Things To See in Samoa

Australia and OceaniaSamoaThings To See in Samoa
  • National Parks. Both Upolu and Savaii have numerous national parks. These include tropical foliage, a variety of birds, and several fascinating lakes. On Savaii, the Falealupo Rainforest Preserve offers a brief canopy walkway where you may sleep in the trees. On Upolu, Lake Lanoto’o National Park features a unique lake where imported goldfish thrive and develop to incredible proportions.
  • Waterfalls. The interior regions of both Savaii and Upolu contain several magnificent waterfalls, some of which plunge 100 meters. Those on Upolu are a little easier to reach. Atop Upolu, the Papase’ea Sliding Rocks feature just a small drop, but the flora on the falls allows for an interesting tumble into the pool below.
  • Blowholes. The sea pushing water up through tunnels in volcanic rocks has created some magnificent blowholes on Savaii.
  • Caves. Both islands have fascinating caverns.
  • Lava Fields. Parts of Savaii have been buried with lava rock as a result of Mt. Matavanu’s numerous eruptions.
  • Villages. Although Western-style structures are becoming more popular, traditional Samoan fales may still be seen everywhere. These are oval or circular in form, with wooden pillars supporting a domed roof. There are no walls, however shades may be drawn to provide seclusion. The village is extremely significant in Samoan culture, and village communities are governed by rigorous regulations.
  • Beaches. Samoa is home to miles and miles of gorgeous, deserted beaches.
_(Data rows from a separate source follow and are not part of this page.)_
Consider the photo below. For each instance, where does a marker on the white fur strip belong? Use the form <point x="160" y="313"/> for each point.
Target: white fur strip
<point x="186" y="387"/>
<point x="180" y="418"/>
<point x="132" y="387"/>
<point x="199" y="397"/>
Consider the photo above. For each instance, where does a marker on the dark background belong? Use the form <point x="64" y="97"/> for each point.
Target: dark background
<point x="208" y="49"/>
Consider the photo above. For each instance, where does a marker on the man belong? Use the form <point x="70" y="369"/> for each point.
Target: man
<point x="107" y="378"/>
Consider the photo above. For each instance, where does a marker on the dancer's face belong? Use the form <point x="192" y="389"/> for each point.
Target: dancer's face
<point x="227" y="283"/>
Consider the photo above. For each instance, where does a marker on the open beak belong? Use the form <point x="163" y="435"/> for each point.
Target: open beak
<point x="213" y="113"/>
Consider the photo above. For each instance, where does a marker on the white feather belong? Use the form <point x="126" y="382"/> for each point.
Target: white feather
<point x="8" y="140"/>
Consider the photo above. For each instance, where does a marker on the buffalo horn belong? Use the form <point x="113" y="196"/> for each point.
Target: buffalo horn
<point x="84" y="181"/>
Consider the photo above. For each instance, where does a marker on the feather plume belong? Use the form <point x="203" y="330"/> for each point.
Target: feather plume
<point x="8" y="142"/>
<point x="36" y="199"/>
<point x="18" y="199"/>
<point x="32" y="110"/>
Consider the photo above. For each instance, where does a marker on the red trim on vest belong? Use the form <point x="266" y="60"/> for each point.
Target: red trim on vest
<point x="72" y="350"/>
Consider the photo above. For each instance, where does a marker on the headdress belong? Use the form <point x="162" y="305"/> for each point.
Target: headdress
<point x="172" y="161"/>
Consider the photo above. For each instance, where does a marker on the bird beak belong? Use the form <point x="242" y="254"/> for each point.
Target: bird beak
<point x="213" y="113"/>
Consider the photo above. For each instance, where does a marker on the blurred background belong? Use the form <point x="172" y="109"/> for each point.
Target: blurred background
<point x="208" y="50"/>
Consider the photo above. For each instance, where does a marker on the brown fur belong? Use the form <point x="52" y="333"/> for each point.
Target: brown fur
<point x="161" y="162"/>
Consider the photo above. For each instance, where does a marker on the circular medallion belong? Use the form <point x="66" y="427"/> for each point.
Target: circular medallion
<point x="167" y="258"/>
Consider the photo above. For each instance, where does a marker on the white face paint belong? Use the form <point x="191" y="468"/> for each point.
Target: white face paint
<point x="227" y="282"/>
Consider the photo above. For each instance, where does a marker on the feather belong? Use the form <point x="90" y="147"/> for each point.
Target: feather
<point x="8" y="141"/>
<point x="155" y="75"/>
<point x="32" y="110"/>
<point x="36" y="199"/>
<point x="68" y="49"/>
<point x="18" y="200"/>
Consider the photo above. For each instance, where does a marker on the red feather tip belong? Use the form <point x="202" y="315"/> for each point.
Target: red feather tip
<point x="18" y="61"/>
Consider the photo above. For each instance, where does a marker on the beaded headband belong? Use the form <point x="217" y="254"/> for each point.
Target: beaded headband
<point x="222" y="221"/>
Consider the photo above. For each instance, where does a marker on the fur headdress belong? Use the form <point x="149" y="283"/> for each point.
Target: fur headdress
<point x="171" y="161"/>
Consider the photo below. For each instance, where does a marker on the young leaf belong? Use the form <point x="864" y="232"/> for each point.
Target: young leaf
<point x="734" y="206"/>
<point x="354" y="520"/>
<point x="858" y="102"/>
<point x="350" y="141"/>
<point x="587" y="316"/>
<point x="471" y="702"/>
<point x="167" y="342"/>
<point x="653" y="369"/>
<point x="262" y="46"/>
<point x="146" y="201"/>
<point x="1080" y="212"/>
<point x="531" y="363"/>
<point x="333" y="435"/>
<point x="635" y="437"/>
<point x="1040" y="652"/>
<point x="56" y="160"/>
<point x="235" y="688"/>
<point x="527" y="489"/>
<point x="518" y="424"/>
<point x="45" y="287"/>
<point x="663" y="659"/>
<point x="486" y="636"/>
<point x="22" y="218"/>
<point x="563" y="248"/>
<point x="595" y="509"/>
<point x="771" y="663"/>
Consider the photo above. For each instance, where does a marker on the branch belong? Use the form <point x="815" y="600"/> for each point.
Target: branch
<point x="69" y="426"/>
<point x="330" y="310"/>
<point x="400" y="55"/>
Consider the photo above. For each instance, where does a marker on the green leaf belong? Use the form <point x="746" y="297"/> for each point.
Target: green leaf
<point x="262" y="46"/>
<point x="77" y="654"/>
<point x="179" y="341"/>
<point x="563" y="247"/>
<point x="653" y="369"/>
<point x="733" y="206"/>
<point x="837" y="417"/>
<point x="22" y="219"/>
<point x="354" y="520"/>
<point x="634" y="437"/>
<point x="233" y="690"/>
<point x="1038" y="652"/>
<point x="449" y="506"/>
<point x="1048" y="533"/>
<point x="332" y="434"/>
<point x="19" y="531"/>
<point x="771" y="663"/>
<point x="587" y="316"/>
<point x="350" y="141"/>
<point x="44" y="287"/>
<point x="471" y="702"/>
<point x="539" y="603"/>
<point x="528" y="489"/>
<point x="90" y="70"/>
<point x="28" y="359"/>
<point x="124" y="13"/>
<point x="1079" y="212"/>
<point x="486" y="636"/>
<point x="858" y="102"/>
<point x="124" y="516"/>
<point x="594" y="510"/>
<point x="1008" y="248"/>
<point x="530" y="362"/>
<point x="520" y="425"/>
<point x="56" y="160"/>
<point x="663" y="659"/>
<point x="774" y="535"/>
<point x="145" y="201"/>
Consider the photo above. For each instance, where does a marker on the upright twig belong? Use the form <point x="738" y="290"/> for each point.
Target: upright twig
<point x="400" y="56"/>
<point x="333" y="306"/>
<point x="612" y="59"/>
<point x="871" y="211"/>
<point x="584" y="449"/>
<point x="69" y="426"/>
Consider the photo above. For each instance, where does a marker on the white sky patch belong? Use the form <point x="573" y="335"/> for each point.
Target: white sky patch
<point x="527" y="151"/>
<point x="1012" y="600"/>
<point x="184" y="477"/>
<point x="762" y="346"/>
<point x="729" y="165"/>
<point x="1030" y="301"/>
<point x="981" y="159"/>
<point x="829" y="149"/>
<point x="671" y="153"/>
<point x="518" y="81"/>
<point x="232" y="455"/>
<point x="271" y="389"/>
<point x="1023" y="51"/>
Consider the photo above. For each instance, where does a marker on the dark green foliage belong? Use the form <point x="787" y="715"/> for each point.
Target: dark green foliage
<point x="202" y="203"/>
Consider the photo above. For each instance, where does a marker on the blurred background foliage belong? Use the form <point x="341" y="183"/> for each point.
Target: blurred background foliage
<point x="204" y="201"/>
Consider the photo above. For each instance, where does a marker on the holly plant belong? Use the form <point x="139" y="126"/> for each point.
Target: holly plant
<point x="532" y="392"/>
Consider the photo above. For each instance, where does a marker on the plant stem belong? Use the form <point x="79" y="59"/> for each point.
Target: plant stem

There are a variety of accommodations available, ranging from modest beach fales to luxury resorts. Beaches are almost always owned by the nearby village, and the communities often charge a modest fee to use them.
  • Museums. For the final five years of his life, Scottish novelist Robert Louis Stevenson lived in Samoa. His house, located just outside of Apia, is now a museum. Apia’s Museum of Samoa is also well worth a visit.
  • Kilikiti. This is the Samoan equivalent of cricket, and it is extremely popular among both men and women in Samoan communities. The game’s concept is the same as in cricket, but the regulations vary greatly and there seems to be significant freedom in their interpretation. The bat and the fact that balls are thrown from each end alternately rather than the six-ball overs in cricket are the most apparent differences. Kilikiti is played on concrete fields on village greens, and it is accompanied by a great deal of noise and passion.